On Friday of last week, the state’s highest judicial branch said the state can outlaw video sweepstakes parlors because they don’t have the same free speech protections given to video games.

According to statewide reports, the NC Supreme Court ruled in two cases in which amusement machine and other companies sought to overturn a 2010 law banning video sweepstakes machines as a form of gambling. Sweepstakes halls have cropped up in what justices called a perceived loophole since the state outlawed video poker machines in 2007.

The court ruled the state law regulates the conduct of playing the sweepstakes games, which opponents say feed the same gambling addictions as traditional video poker machines. The video sweepstakes parlors argued winners are predetermined so gambling isn’t involved, and a U.S. Supreme Court ruling last year protecting video games applies to them.

The Court of Appeals backed their stance that the ban violated the operators’ First Amendment rights since sweepstakes games use “entertaining displays” to tell customers whether they had won or lost.

However, the seven NC Supreme Court Justices ruled that informing winners and losers was inextricably linked to the game and wasn’t a separate act of speech.

“Operating or placing into operation an electronic machine is clearly conduct, not speech,” Associate Justice Robin Hudson wrote in a 23-page ruling.

Hudson added, “The interest in combating the social ills of gambling and gambling-like activities is unrelated to the suppression of free expression. “The restriction imposed here is no greater than necessary because the statute burdens only sweepstakes conducted in a manner that encourages repeated, addictive, gambling-like play through the video display; the statute does not burden or ban any video games outside this context of sweepstakes operations.”

The gaming industry has urged state lawmakers to legalize video sweepstakes and then regulate and tax the games, which they say would provide needed revenue.

Within the Town of Ahoskie’s 2012-13 fee schedule, a minimum operating permit of $5,000 or $700 per machine, whichever is greater, is collected annually from, “a business activity or enterprise, whether a principal, partial, or accessory use, in which people utilize electronic machines, including but not limited to computers and gaming terminals, to conduct games of chance (including sweepstakes), and in which cash, merchandise, or other items of value are redeemed or otherwise distributed, whether or not the value of such distribution is determined by playing electronic games or by predetermined odds.

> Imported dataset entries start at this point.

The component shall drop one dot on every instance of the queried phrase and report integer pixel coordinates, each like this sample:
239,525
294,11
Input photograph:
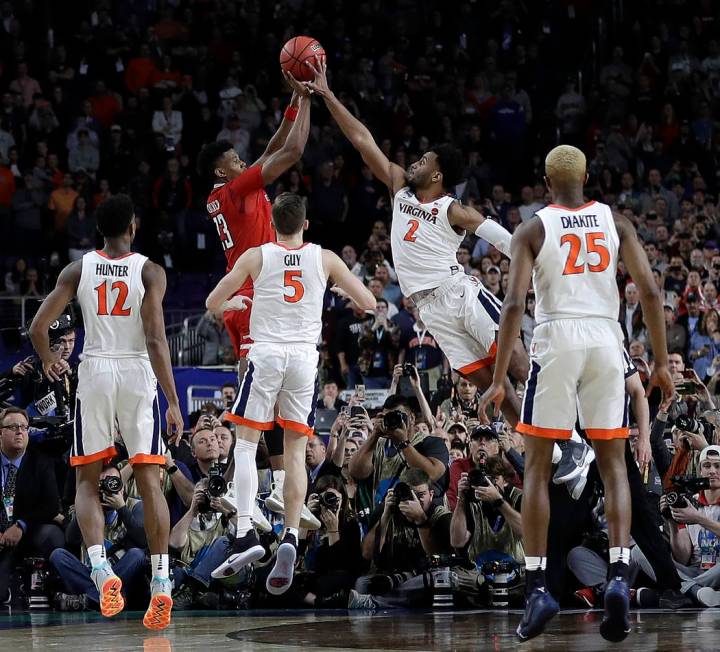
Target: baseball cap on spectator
484,432
713,451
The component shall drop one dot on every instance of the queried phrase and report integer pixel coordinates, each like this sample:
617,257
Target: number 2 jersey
110,294
574,273
241,212
289,291
423,242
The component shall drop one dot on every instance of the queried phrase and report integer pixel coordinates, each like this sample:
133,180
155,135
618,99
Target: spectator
30,519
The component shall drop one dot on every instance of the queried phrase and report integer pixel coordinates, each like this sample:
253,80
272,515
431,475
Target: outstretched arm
392,175
278,140
635,259
218,300
52,307
473,221
346,283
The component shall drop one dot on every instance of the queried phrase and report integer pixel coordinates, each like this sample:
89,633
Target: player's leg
92,448
253,412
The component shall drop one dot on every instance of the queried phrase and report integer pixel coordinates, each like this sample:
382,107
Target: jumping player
427,228
124,356
571,249
238,203
289,280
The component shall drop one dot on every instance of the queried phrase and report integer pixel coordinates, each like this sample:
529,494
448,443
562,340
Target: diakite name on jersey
575,221
416,211
107,269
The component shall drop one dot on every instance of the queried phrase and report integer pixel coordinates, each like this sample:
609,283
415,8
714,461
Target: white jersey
424,244
574,273
110,294
288,295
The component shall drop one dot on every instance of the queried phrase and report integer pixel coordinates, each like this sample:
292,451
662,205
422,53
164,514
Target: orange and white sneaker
109,587
157,616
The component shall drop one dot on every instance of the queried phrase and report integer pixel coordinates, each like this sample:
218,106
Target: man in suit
29,500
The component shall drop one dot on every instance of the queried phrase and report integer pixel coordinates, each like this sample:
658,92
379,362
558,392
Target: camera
476,478
394,420
684,487
110,485
688,424
217,485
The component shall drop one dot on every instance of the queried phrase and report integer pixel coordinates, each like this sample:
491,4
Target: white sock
535,563
557,454
246,483
97,555
619,554
160,565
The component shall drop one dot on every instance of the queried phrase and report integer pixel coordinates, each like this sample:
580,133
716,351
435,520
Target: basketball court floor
336,631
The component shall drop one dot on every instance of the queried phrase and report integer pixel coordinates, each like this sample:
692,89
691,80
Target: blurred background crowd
103,96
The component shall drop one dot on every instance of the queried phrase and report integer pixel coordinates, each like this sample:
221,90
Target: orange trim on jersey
249,423
300,428
99,252
567,208
143,458
105,455
479,364
545,433
607,433
280,244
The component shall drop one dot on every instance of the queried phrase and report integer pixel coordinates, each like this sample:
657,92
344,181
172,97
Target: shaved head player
570,250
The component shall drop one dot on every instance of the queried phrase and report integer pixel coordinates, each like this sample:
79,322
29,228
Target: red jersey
241,211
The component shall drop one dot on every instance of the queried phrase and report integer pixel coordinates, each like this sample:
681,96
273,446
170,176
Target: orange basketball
294,54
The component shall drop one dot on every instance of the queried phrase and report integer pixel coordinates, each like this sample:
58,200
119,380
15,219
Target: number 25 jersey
110,294
574,273
288,301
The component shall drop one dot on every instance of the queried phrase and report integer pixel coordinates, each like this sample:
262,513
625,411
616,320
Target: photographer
411,529
693,524
487,515
395,447
201,537
124,543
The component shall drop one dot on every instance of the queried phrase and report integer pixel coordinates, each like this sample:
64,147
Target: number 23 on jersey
594,244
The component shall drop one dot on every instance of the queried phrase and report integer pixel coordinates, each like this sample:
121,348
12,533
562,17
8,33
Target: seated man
411,528
29,500
124,534
486,522
694,534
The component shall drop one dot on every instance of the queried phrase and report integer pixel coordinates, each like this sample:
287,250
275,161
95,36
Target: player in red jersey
238,203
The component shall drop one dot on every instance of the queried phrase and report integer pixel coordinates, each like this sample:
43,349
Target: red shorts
237,323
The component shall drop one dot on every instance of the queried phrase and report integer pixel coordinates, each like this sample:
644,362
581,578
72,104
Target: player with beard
427,229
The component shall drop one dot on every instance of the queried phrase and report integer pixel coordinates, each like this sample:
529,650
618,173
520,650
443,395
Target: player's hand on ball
319,85
174,419
495,394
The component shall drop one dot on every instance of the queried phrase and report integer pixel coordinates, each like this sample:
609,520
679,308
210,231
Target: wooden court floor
419,631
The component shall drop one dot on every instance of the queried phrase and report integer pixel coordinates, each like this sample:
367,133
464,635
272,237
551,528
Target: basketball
296,52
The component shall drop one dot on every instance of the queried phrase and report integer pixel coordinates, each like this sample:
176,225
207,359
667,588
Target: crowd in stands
121,95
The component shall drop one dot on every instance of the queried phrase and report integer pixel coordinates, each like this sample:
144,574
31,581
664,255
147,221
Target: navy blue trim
155,447
242,399
490,308
79,450
529,398
311,417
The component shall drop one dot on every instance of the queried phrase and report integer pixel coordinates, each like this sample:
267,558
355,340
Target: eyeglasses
16,427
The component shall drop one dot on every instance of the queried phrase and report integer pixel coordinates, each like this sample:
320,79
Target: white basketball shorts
577,371
463,317
282,374
116,395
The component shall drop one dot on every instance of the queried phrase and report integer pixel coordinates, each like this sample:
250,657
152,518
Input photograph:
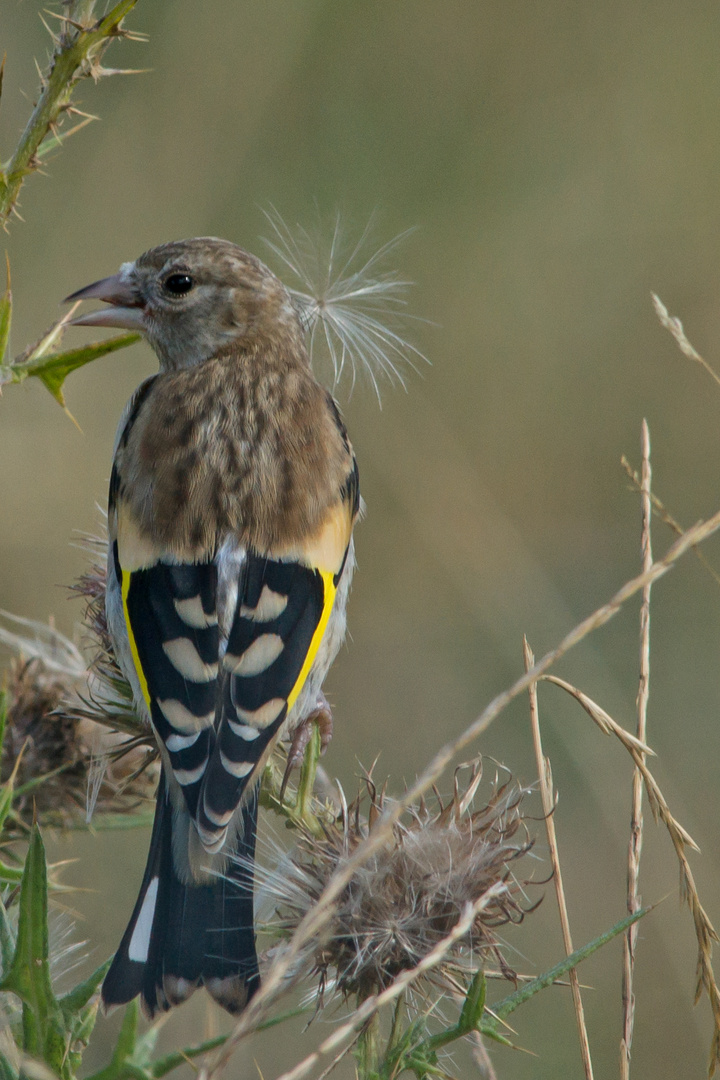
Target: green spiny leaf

This includes, but is not limited to internet cafes, internet sweepstakes, cyber cafes, or electronic game parlors in which individuals normally gain access to games of chance, with prize distributions, through the purchase of internet time, telephone cards, or other means of qualification.”

Following a scheduled public hearing at their Dec. 11 meeting, the Ahoskie Council voted 4-0 to amend the text of the town’s Zoning Ordinance to add the letter “P” for permitted under the light industrial zoning district column for the internet sweepstakes use category.

The request for that text amendment was made by Edgar Swain, who owns property at 2112 US 13 South. That parcel, according to town officials, may possibly become the home of a new internet sweepstakes parlor, joining those already in operation at Newmarket Shopping Center and Ahoskie Commons Shopping Center.

Following Friday’s ruling by the state Supreme Court, all existing or planned establishments doing business as video/internet sweepstakes parlors may fall victim to that legal decision.